Da die gegnerische Seite eine Einwilligung zur Übermittlung und anschließenden Verarbeitung ihrer personenbezogenen Daten im Rahmen einer Rechtsstreitigkeit regelmäßig nicht erteilen wird, stellt sich nun die Frage, ob es eine andere Erlaubnisnorm gibt, auf die eine Verarbeitung der zu den besonderen Kategorien gehörenden Daten gestützt werden kann. Zur Erinnerung: In Art. 9 Abs. 1 wird zunächst jegliche Verarbeitung besonderer Kategorien personenbezogener Daten untersagt. In Abs. 2 werden dann einige Ausnahmen vom Verbot festgelegt.
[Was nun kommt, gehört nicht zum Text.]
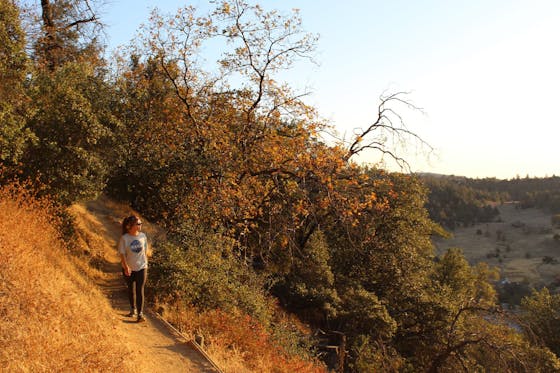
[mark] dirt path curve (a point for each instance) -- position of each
(159, 349)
In der Literatur wurde darauf verwiesen, dass hier die Regelung des Art. 9 Abs. 2 lit. f DSGVO greifen könnte, denn diese wäre als Erweiterung des Art. 6 Abs. 1 lit. f DS-GVO (berechtigte Interessen) für die oben vorgenannten Zwecke (Verteidigung und Verfolgung von Rechtsansprüchen) auf besondere Kategorien personenbezogener Daten gemäß Art. 9 Abs. 1 DSGVO zu verstehen.

Mit einem Urteil vom 19.01.2022 hat nun das Verwaltungsgericht (VG) Wiesbaden diese Rechtsauffassung bestätigt und festgestellt, dass die Verarbeitung besonderer Kategorien personenbezogener Daten auf Art. 9 Abs. 2 lit. f DSGVO gestützt werden kann und zulässig ist, wenn die Verarbeitung zur Geltendmachung, Ausübung oder Verteidigung von Rechtsansprüchen oder bei Handlungen der Gerichte im Rahmen ihrer justiziellen Tätigkeit erforderlich ist (hierzu vgl. VG Wiesbaden, Urteil vom 19.01.2022 – 6 K 361/21.WI; abrufbar unter: https://openjur.de/u/2388105.html).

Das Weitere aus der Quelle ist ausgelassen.